Gubernur Daerah Istimewa Yogyakarta, Sri Sultan Hamengkubuwono X menginginkan ribuan naskah keraton DIY yang ada di Belanda dan Inggris bisa diteliti atau dipelajari oleh pihak keraton."Selama ini perjanjian kebudayaan antara Indonesia-Belanda dan Inggris belum terisi. Saya mengusulkan bagaimana kalau Yogyakarta yang mengisinya karena keraton membutuhkan naskah-naskah yang ada di sana," ujar Sultan usai menerima kunjungan Duta Besar Indonesia untuk Belanda Retno Marsudi di Yogyakarta, Senin (14/5).

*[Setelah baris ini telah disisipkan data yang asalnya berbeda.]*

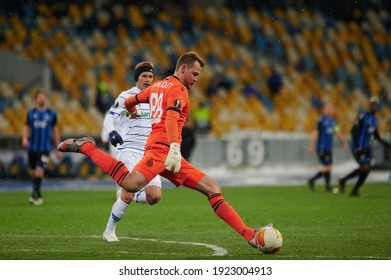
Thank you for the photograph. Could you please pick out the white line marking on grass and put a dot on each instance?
(217, 251)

Berdasarkan data dari Keraton Yogyakarta, ada sekitar 7000 naskah atau manuskrip milik keraton yang ada di dua negara itu, terutama Inggris. Naskah kuno tersebut diangkut ke Inggris saat DIY berada di bawah kekuasaan Gubernur Thomas Stamford Raffles, saat pemerintahan Sultan Hamengku Buwono II di tahun 1812. Sedangkan yang ada di Yogyakarta hanya ada 363 naskah dan tersimpan di Museum Sonobudoyo.

"Tidak hanya dokumentasi sejarah, ada juga naskah pujangga serta naskah tarian. Bahkan dulu, selama seminggu ada lima gerobak naskah yang dibawa ke Belanda dan Inggris. Namun, yang terbanyak di Inggris, saat ini hanya disimpan di British Council dan Raffles Foundation," tambah Sultan.

Sultan HB X menyadari bahwa ribuan naskah tersebut tidak bisa diminta kembali untuk menjadi milik keraton. Meski begitu ia berharap, selain bisa dipelajari, keraton juga bisa mendapatkan micro film dari naskah-naskah itu. "Mungkin naskah itu bisa diteliti atau bisa di-fotocopy, dalam arti di micro film," ujar Sultan.

Hingga kini baru ada 21 microfilm yang dikembalikan pemerintah Inggris pada Keraton Yogyakarta. Inggris enggan mengembalikan karena khawatir keraton tidak bisa mengurusnya. Namun, hal ini dibantah Pengangeng I Perpustakaan Widya Budaya milik keraton Jogjakarta GBPH Prabukusumo. "Kereta yang ratusan tahun saja masih terus kita rawat," tegasnya.

Prabukusumo bersikukuh bahwa 7000 naskah tersebut harus kembali kepada keraton sebagai pemilik sah. "Kepemilikan oleh Inggris dan Belanda tidak sah. Apapun alasannya itu milik keraton. Kami pun akan melakukan pendekatan pada lembaga kebudayaan internasional," katanya.

Sementara itu Retno Marsudi sebagai Dubes menyatakan akan mengkomunikasikan maksud Keraton Yogyakarta tersebut ke pemerintah Belanda maupun Dubes Indonesia untuk Inggris.